But, is the data actually transferred? If I have gigs of data on my university HPC or cloud volume, is the data transferred somewhere?
Matt should correct me if I'm wrong, but my understanding is that the data is transferred to wherever the jupyter notebook kernel is running (might be local machine, might be on a server) and then some is transferred to the web browser for display. Somewhere in that path (either data server to jupyter kernel location, or kernel location to web browser) it gets downsampled and compressed.
@agladstein , @parente is correct -- the data is usually on local filesystem where the jupyter kernel is running. But, it is possible to download the data locally via standard https over the network, or if using Dask Arrays, the data can be loaded from the network on demand and never saved to disk.
@agladstein yeah I can see that. I'm still a huge fan of R Studio. Best of luck!
Can code ocean be connected to github so it is updated with commits on github? And how can it be integrated with large data? And where does it run? Suppose, hypothetically, I publish a paper that uses 1T data and train large memory deep learning GPU models on it... can I use code ocean to make that analysis reproducible?

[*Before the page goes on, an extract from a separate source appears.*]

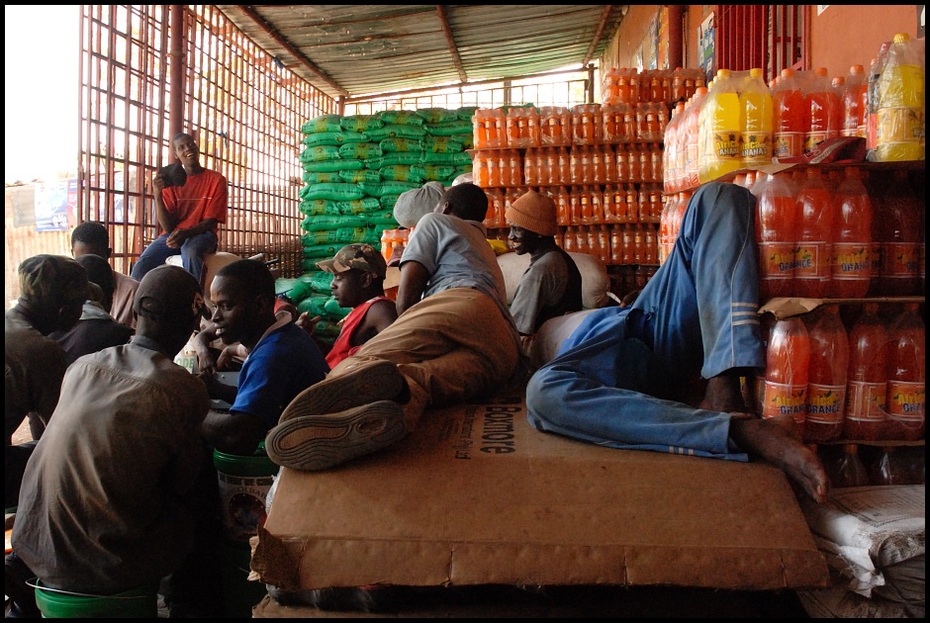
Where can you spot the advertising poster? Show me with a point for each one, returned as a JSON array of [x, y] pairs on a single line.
[[56, 205], [706, 35]]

@agladstein To put answers to these questions in writing: 1) Code Ocean currently imports from GitHub but we are aiming for bi-directional links (pull & push) for early 2019. 2) large data can be uploaded as public datasets https://help.codeocean.com/getting-started/uploading-code-and-data/using-public-datasets -- and details on our machines are here https://help.codeocean.com/faq/what-machine-will-my-code-run-on . Future plans: A) link up with local university clusters B) get the most powerful machines available to run code 3) Currently we run on AWS. 4) 1 TB of data creation may be very slow on Code Ocean or exceed system limits -- it's hard to say in advance. It depends on how much memory the capsule uses during runtime. We recommend clearing intermediate objects out of memory early and often. One of our 2019 priorities is more powerful machines intended to help use cases like this.
the VSCode Python extension I mentioned uses a flat text file view to represent notebooks and cells with %% prefixes. i haven't played with it yet to see if it can do bi-directional transform between the ipynb JSON and the flat-file format.